While calculating the CDF of a sum of random variables (as opposed to a difference in this post), I came to the following integral $$\int_0^2 \left( \frac{z-x}{2}\mathbf 1_{0 \le z- x \le 2} + \mathbf 1_{2 < z-x}\right)\text dx$$ But I cannot figure out how to choose the intervals for $z$ as in the linked answer.

Answer 1

Observe that $0 \leq z - x \leq 2$ if and only if $-z \leq -x \leq 2 - z$ if and only if $z - 2 \leq x \leq z.$ Consequently, the indicator function $\mathbf 1_{0 \leq z - x \leq 2}$ can be identified with the indicator function $\mathbf 1_{z - 2 \leq x \leq z}.$ By definition of the integral, we have that $0 \leq x \leq 2,$ hence if $x$ does not satisfy $x \geq \max \{0, z - 2\},$ then the indicator function $\mathbf 1_{0 \leq z - x \leq 2}$ will be zero.
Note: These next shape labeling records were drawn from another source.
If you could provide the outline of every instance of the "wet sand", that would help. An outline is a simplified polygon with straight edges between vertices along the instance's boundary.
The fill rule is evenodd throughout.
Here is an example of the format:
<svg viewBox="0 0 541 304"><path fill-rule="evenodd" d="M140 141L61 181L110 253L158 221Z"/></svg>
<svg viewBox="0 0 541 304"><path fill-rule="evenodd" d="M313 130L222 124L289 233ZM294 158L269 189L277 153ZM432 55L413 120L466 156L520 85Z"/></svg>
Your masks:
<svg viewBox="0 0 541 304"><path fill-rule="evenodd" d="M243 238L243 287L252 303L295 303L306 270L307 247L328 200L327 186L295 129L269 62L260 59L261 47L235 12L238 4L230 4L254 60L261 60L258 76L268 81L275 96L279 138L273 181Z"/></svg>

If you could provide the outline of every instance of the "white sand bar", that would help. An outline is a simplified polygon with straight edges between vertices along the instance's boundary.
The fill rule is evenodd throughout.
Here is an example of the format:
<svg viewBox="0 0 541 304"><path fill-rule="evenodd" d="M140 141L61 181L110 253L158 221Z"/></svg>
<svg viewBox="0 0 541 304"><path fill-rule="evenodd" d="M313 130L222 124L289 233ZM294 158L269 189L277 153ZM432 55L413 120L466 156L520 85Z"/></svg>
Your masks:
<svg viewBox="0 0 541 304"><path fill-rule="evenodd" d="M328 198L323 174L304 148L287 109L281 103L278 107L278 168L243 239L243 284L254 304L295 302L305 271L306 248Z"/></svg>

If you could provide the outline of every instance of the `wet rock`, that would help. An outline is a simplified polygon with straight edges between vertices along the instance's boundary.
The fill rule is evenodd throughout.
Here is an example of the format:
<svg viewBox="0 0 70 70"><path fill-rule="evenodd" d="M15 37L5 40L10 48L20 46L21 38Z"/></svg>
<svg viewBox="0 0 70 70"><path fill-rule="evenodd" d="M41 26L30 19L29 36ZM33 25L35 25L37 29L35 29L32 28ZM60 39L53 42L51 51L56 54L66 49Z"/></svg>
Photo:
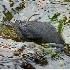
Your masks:
<svg viewBox="0 0 70 70"><path fill-rule="evenodd" d="M35 67L33 67L30 63L22 63L21 65L22 68L24 69L35 69Z"/></svg>

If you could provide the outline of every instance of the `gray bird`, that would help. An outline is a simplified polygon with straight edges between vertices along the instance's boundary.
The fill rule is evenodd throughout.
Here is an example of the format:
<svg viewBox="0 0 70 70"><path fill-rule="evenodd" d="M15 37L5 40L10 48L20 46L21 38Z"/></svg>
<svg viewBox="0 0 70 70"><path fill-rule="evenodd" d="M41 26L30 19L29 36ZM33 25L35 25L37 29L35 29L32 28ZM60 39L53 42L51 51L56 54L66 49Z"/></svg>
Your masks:
<svg viewBox="0 0 70 70"><path fill-rule="evenodd" d="M4 22L12 25L19 38L23 41L35 42L37 44L51 43L51 46L64 50L64 40L58 34L56 28L47 22L40 21L19 21ZM60 50L60 49L59 49Z"/></svg>
<svg viewBox="0 0 70 70"><path fill-rule="evenodd" d="M23 41L64 44L63 38L50 23L17 20L12 26Z"/></svg>

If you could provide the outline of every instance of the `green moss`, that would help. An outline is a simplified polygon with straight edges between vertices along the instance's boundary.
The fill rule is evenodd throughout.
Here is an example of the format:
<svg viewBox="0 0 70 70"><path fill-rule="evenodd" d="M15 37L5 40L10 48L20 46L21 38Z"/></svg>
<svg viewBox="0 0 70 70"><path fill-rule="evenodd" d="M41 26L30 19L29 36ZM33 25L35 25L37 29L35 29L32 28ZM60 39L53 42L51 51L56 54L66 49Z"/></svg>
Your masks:
<svg viewBox="0 0 70 70"><path fill-rule="evenodd" d="M14 28L9 25L0 24L0 36L3 38L10 38L15 41L19 41L18 35L16 34Z"/></svg>
<svg viewBox="0 0 70 70"><path fill-rule="evenodd" d="M54 16L52 18L50 18L51 21L56 21L58 16L60 16L60 13L58 13L58 12L55 13Z"/></svg>
<svg viewBox="0 0 70 70"><path fill-rule="evenodd" d="M3 14L5 15L5 18L4 19L7 19L7 20L11 20L13 18L13 15L9 12L9 11L3 11Z"/></svg>
<svg viewBox="0 0 70 70"><path fill-rule="evenodd" d="M9 3L10 3L10 7L13 7L14 2L12 0L9 0Z"/></svg>

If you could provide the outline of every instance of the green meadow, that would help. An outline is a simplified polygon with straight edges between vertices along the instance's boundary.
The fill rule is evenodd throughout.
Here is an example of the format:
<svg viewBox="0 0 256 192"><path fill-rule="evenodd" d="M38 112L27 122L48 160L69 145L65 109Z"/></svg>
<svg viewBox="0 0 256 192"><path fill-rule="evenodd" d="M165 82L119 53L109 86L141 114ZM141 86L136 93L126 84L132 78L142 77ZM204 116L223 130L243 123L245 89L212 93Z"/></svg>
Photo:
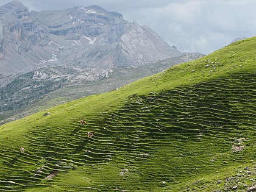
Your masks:
<svg viewBox="0 0 256 192"><path fill-rule="evenodd" d="M1 126L0 191L250 191L255 55L239 41Z"/></svg>

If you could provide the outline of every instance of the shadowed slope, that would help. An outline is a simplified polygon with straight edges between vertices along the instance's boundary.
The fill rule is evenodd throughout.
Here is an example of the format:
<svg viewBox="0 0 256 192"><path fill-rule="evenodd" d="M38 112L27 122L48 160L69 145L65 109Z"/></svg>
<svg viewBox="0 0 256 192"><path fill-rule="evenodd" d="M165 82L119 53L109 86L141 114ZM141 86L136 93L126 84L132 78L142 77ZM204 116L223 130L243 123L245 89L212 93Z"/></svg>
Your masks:
<svg viewBox="0 0 256 192"><path fill-rule="evenodd" d="M256 176L255 41L1 126L0 189L249 188Z"/></svg>

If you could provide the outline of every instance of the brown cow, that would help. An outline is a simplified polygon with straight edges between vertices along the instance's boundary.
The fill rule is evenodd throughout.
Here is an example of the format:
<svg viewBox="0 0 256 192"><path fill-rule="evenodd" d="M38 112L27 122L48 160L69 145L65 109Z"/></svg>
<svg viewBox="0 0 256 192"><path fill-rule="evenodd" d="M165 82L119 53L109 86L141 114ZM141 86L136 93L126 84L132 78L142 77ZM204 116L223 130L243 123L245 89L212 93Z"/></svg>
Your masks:
<svg viewBox="0 0 256 192"><path fill-rule="evenodd" d="M85 121L84 121L84 120L80 120L80 123L79 123L79 124L80 124L80 125L84 125L84 124L85 124Z"/></svg>
<svg viewBox="0 0 256 192"><path fill-rule="evenodd" d="M88 137L92 138L93 136L93 133L91 133L91 132L88 132L87 133L87 136L88 136Z"/></svg>
<svg viewBox="0 0 256 192"><path fill-rule="evenodd" d="M25 149L24 149L23 148L21 148L21 152L25 152Z"/></svg>

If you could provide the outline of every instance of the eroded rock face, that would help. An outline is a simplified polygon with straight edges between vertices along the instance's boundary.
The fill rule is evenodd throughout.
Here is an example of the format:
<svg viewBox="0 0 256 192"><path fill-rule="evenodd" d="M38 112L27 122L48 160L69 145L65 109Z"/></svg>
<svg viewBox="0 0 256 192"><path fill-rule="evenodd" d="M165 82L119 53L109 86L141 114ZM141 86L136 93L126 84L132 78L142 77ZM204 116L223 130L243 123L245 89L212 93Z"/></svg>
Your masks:
<svg viewBox="0 0 256 192"><path fill-rule="evenodd" d="M0 7L0 71L45 66L137 67L182 53L147 26L93 5L29 12L19 1Z"/></svg>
By a similar rationale, if $x$ does not satisfy $x \leq \min \{2, z\},$ then the indicator function $\mathbf 1_{0 \leq z - x \leq 2}$ will be zero. Last, we have that $x \leq z \leq x + 2,$ from which it follows that $0 \leq z \leq 4.$ Ultimately, this analysis yields $$\int_0^2 {\left(\frac{z - x} 2 \mathbf 1_{0 \leq z - x \leq 2} + \mathbf 1_{2 < z - x} \right)} \, dx = \mathbf 1_{0 \leq z \leq 4} \int_{\max \{0, z - 2\}}^{\min \{2, z\}} \frac{z - x} 2 \, dx + \int_0^2 \mathbf 1_{2 < z - x} \, dx.$$ Can you perform a similar analysis for the second integral to complete the problem?